$(X,\tau)$ is a Topological space where as $\tau$ is the topology on $X$, and
$A \subseteq X$ is an arbitrary subset, $\overline{A}$ is the closure $A^{\circ}$ the interior and $\partial A$ is the boundary of the set $A$.
Munkres topology defines the derived set of $A$, or a.k.a the set of all limit points of $A$ as:
$$A^{\prime}=\{x \in X \mid U \cap (A\backslash \{x\}) \neq \emptyset ,\ U \ \text{is an open subset containing} \ x \}.$$
Then in Munkres topology states that $\overline{A}=A \cup A^{\prime}$
which makes sense to me.
However if I compare that to the boudary of $A$ with
$$\partial A = \overline{A} \backslash A^{\circ}$$ which would lead me to
$$\overline{A}= A^{\circ} \cup \partial A = A \cup \partial A$$ since $A^{\circ} \subseteq A$. This brings me to the question of the relationship between $\partial A$ and $A^{\prime}$. I have read that they are not the same, but I don't understand how or why and if they are not the same then I think one must contain the other one right ?
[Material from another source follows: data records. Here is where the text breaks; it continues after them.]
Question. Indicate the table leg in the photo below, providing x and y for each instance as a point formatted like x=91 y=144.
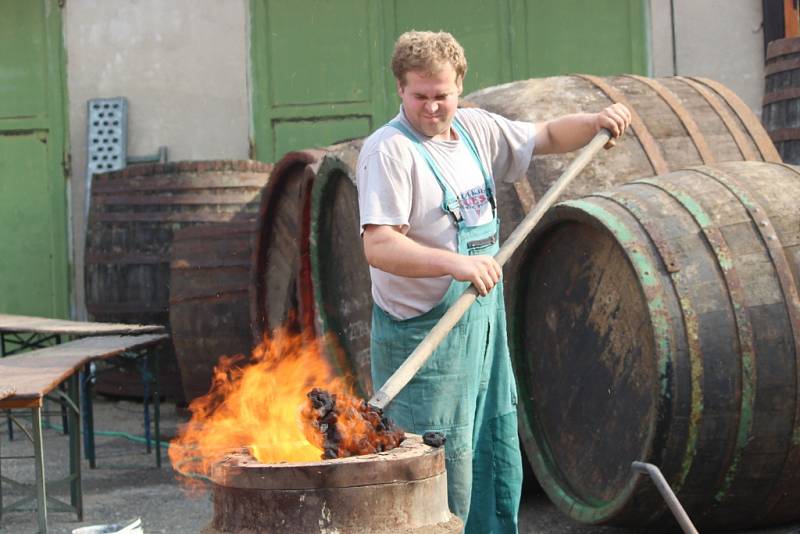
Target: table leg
x=156 y=403
x=145 y=371
x=75 y=490
x=87 y=410
x=38 y=452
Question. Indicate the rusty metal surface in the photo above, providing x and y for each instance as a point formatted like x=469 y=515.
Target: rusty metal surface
x=133 y=216
x=750 y=121
x=683 y=114
x=712 y=241
x=726 y=117
x=649 y=144
x=781 y=66
x=340 y=284
x=785 y=134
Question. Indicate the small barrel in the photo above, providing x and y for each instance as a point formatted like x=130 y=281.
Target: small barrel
x=134 y=213
x=660 y=321
x=781 y=111
x=209 y=304
x=280 y=255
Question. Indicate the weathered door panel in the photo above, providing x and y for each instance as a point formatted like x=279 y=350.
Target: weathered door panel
x=33 y=237
x=574 y=36
x=315 y=71
x=321 y=67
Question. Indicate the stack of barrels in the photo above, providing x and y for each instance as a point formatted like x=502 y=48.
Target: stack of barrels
x=653 y=315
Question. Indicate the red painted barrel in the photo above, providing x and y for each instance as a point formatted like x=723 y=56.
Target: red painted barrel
x=280 y=256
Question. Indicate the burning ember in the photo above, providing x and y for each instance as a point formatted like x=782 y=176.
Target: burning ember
x=343 y=425
x=264 y=405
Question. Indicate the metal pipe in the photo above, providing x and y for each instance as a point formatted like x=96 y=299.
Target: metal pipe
x=663 y=488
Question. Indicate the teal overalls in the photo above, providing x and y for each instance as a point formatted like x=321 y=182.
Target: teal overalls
x=466 y=389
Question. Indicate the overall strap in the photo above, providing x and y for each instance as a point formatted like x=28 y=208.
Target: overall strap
x=450 y=201
x=487 y=179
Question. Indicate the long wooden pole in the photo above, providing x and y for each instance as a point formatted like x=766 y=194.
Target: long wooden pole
x=417 y=359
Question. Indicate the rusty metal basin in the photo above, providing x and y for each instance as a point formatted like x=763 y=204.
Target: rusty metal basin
x=400 y=491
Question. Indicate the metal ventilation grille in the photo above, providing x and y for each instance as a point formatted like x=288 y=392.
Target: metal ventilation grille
x=107 y=143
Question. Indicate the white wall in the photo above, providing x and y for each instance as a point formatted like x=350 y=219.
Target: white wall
x=182 y=65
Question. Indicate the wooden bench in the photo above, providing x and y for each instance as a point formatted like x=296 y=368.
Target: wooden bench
x=20 y=333
x=28 y=377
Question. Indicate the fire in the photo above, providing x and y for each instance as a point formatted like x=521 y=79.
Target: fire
x=263 y=404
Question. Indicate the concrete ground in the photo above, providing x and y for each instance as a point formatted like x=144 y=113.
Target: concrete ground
x=126 y=484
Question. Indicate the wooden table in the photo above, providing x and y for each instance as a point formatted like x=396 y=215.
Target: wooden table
x=28 y=377
x=20 y=333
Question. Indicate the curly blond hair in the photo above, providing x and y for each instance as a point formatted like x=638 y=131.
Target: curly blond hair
x=427 y=52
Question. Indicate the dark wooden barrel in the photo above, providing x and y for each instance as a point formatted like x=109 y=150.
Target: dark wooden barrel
x=280 y=255
x=677 y=122
x=340 y=283
x=781 y=112
x=209 y=303
x=134 y=213
x=660 y=321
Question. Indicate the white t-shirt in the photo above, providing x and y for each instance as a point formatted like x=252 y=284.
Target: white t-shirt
x=397 y=187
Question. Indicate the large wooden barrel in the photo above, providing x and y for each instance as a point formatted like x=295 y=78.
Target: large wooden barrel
x=133 y=215
x=340 y=284
x=280 y=255
x=209 y=303
x=781 y=112
x=660 y=321
x=677 y=122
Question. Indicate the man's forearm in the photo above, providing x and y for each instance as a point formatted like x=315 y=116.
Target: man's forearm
x=395 y=253
x=566 y=133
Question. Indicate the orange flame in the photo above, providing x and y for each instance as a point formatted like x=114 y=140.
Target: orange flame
x=256 y=404
x=263 y=405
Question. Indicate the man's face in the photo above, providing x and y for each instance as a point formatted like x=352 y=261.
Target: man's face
x=430 y=100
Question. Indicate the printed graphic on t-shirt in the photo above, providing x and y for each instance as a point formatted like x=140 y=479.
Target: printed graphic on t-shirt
x=475 y=206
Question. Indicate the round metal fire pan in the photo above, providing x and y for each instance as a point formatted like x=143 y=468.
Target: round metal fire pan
x=412 y=460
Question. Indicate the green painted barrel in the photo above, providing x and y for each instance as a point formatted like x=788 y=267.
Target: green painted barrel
x=660 y=321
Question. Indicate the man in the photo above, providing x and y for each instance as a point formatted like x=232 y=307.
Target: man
x=430 y=228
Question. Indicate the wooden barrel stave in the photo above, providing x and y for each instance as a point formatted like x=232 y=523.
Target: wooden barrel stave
x=721 y=429
x=280 y=252
x=131 y=224
x=781 y=105
x=340 y=280
x=209 y=299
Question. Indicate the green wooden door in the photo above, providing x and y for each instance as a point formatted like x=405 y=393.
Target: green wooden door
x=321 y=67
x=34 y=270
x=315 y=71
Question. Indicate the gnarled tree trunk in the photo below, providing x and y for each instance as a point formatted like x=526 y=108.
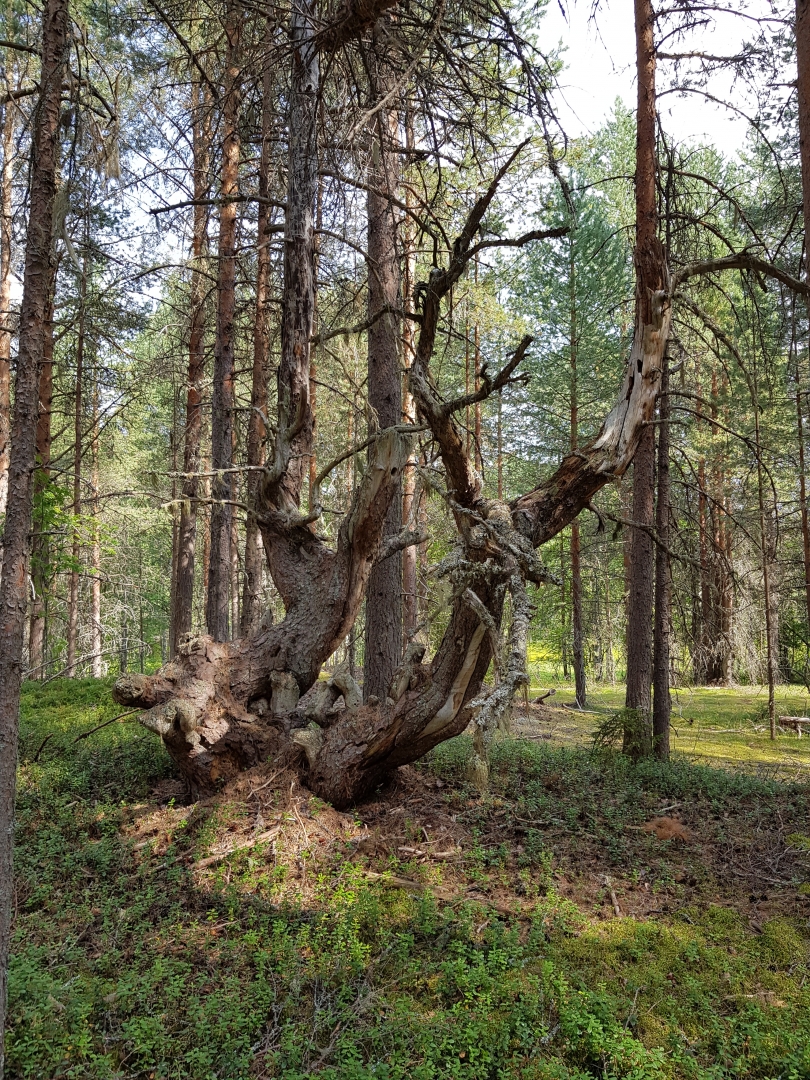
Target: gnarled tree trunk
x=224 y=706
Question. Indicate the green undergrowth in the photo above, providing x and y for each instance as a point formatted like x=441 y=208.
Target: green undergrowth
x=126 y=967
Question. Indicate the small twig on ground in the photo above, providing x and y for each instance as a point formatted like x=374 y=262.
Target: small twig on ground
x=42 y=746
x=261 y=838
x=613 y=898
x=135 y=712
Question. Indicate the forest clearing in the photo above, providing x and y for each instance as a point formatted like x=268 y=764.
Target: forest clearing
x=404 y=539
x=535 y=931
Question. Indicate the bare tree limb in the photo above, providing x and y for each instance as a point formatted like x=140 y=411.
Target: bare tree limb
x=741 y=261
I don't know how to approach this does someone have an idea? Also there a third set which I am confused about the set of all contact points but that totally lost me.
Best Answer
Let's try to understand through example :
Consider $(\Bbb{R}, \tau_{std}) $ and $A=(0, 1) $
Then $A'=[0, 1]$
And $\partial(A) =\{0,1\}$
So it's clear that not all limit points are in the boundary.
Is $\partial(A)\subset A'$ ? (N0)
Choose $x\in \partial(A) $ and a open set $x\in U$ then $U\cap A\neq \emptyset$ and $U\cap (X\setminus A) \neq \emptyset$
But to be a limit point of $A$ , $U$ have to contain a point of $A$ other than $x$.
$U$ may not contain such point.
For an example choose $A=\{0,1\}$ . Then both $0, 1$ are boundary points as any open interval containg $0$ intersect both $A$ and $\Bbb{R}\setminus A$ but none of them are limit points.
Task: A finite subset of $\Bbb{R}$ can't have any limit point.
Neither way set inclusion true.